Fig.2 A Typical Polarimetry Programme
Above we show a typical polarimetry MSB, containing two separate
observations, for a sky flat and a target. The "Pol angle then jitter"
observation for the latter begins with three
components (the broken blue boxes), which specify the target
information (target and guide star coordinates), the instrument
configuration and the reduction recipe. There are also "notes"
between the components; notes can be added at any point in a sequence
by clicking on the "note-pad" icon in the left-hand tool bar. The
user should click on each of these components to check parameters
and/or add new information; the parameters associated with each
component will be displayed in the right-hand portion of the OT window
(n.b. you can resize the window if necessary!).
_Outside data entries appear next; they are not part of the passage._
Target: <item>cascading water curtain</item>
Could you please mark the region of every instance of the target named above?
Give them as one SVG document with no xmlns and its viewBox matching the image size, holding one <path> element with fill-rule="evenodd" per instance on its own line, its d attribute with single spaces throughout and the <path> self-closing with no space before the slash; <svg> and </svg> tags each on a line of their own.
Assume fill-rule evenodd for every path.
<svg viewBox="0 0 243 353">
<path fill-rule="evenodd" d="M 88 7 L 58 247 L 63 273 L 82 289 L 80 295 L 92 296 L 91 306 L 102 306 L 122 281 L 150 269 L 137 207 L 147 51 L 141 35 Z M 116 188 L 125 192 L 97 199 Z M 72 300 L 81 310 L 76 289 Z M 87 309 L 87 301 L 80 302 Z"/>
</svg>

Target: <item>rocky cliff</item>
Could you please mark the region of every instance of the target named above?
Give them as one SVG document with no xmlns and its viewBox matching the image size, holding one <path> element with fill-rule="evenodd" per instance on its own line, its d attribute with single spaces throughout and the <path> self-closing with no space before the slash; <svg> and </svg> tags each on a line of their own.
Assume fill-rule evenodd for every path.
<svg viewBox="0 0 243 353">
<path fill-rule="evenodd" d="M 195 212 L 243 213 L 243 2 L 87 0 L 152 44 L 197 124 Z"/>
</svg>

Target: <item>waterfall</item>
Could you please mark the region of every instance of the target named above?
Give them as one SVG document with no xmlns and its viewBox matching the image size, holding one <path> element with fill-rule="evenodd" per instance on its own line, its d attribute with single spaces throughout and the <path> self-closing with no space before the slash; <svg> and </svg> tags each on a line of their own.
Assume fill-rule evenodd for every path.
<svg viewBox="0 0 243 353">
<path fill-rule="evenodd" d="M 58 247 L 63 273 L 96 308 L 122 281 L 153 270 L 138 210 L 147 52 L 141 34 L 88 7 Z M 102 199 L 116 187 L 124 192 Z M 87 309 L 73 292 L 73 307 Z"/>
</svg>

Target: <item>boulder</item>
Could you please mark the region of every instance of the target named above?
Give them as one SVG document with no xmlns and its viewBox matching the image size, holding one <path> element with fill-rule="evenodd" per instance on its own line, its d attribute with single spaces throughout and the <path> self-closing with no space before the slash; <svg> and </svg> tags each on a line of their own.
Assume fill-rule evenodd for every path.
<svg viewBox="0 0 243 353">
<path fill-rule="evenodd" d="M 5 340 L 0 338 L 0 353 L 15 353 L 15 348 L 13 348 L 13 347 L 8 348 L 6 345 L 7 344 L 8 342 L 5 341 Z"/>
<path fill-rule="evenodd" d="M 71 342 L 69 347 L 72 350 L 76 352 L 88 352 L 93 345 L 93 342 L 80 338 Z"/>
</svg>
- The Target Information component
obviously needs to be edited; click on this to enter source
coordinates AND to specify a guide star. This component may also be
used to display a Digitised Sky Survey image of the target field, the
instrument aperture size, the regions blocked by the waveplate + holder,
and various guide-star catalogues.
- The UIST
component sets the instrument to its initial configuration;
integration time, filter, etc. Note that
you must also select polarimetry in this component (to install the
internal Wollaston prism).
- The DRRecipe component should already
be set correctly to the recipe specific to your chosen mode of IRPOL
imaging, though you should check this.
The sequence in Fig.2 follows the "Pol Angle then Jitter" method
described earlier. The alternative, "Pol Jitter then Angle" (also
available in the template library) is almost identical to the sequence
above, except that the IRPOL and Offset iterators switch places, so
that the telescope is offset three times (north-south) BEFORE moving
the waveplate. Groups of 12 frames are still acquired, however.
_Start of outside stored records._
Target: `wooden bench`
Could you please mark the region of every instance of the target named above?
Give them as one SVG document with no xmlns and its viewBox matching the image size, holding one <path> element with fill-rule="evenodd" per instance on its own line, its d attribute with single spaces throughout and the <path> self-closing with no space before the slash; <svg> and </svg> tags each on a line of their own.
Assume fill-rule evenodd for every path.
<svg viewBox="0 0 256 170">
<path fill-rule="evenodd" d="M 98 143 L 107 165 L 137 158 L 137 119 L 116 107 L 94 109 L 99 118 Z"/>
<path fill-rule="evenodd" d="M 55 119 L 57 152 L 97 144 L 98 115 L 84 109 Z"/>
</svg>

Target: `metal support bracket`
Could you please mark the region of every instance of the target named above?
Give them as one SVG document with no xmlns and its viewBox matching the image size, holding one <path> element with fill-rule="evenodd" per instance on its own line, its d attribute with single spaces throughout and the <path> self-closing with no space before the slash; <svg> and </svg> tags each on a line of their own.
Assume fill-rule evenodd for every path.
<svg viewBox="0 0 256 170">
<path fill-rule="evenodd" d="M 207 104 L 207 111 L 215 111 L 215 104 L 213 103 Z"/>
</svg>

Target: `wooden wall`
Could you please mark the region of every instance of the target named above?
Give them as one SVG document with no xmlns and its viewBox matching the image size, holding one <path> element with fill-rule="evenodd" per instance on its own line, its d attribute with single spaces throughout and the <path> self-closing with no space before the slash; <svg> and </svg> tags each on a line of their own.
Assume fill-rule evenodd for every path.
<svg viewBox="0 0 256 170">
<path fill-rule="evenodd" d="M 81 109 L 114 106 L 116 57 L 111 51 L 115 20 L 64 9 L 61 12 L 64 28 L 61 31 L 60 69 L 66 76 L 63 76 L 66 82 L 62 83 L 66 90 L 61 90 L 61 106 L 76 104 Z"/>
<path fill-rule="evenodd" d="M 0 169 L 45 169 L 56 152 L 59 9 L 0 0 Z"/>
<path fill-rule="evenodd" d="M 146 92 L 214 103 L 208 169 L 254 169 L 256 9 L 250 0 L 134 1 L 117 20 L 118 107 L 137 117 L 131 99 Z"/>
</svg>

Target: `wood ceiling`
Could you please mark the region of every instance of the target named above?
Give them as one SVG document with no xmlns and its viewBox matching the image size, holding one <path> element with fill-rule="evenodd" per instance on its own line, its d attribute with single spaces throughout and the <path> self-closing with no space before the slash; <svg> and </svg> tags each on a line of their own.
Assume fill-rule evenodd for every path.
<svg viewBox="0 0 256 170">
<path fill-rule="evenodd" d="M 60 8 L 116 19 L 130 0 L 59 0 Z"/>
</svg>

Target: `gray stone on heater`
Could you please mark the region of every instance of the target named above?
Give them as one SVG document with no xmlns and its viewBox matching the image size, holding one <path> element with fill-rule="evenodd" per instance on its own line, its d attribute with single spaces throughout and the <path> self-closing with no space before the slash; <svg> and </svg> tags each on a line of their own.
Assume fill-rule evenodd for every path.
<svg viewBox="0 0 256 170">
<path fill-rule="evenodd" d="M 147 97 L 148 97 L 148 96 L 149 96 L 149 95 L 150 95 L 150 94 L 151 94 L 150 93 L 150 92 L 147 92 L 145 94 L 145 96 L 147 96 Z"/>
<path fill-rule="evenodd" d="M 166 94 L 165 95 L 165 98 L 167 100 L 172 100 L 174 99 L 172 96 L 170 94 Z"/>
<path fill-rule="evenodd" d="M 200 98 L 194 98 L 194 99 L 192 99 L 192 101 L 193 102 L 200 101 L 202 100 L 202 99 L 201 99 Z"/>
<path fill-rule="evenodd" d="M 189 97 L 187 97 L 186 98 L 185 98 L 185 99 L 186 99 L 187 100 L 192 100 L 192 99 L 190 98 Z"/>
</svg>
Sky flats - a discourse...
With near-infrared astronomy, a good flat-field is of course always
a high priority, although for polarimetry the flat-field is in
principle independent of the final result, since it is the
ratio of observations which are measured. However, one can only
safely assume this if (1) the detector is equally sensitive to e- and
o- rays, and (2) exactly the same pixels are ratioed each time (this
should be the case when guiding, especially if the 4 WP angles are
observed BEFORE the jitters). If
(1) and/or (2) do not apply, then a flat field is needed to determine
of the e- and o-beam sensitivities.
Twilight or Dome flats
At shorter wavelengths, getting a sizable number of counts on the
array becomes an issue. Two possibilities are currently being
investigate; twilight and "dome" flats.
To date we have little experience of taking twilight flats. These
can be difficult to (flexibly) schedule if you do not have summit
status. Also, obtaining data in more than one filter can be
difficult, since obviously the sky darkens very quickly.
The twilight sky will be polarised, particularly towards the
zenith. It is, however, still possible to flat-field data with
twilight flats provided separate e- and o- beam images are extracted
and flatfielded using separate e- and o- flat images, the flats being
normalised individually. Note also that the algorithm used by the
POLPACK:polcal routine allows for a constant polarisation to be
present across the flat field surface (the aperture field of view).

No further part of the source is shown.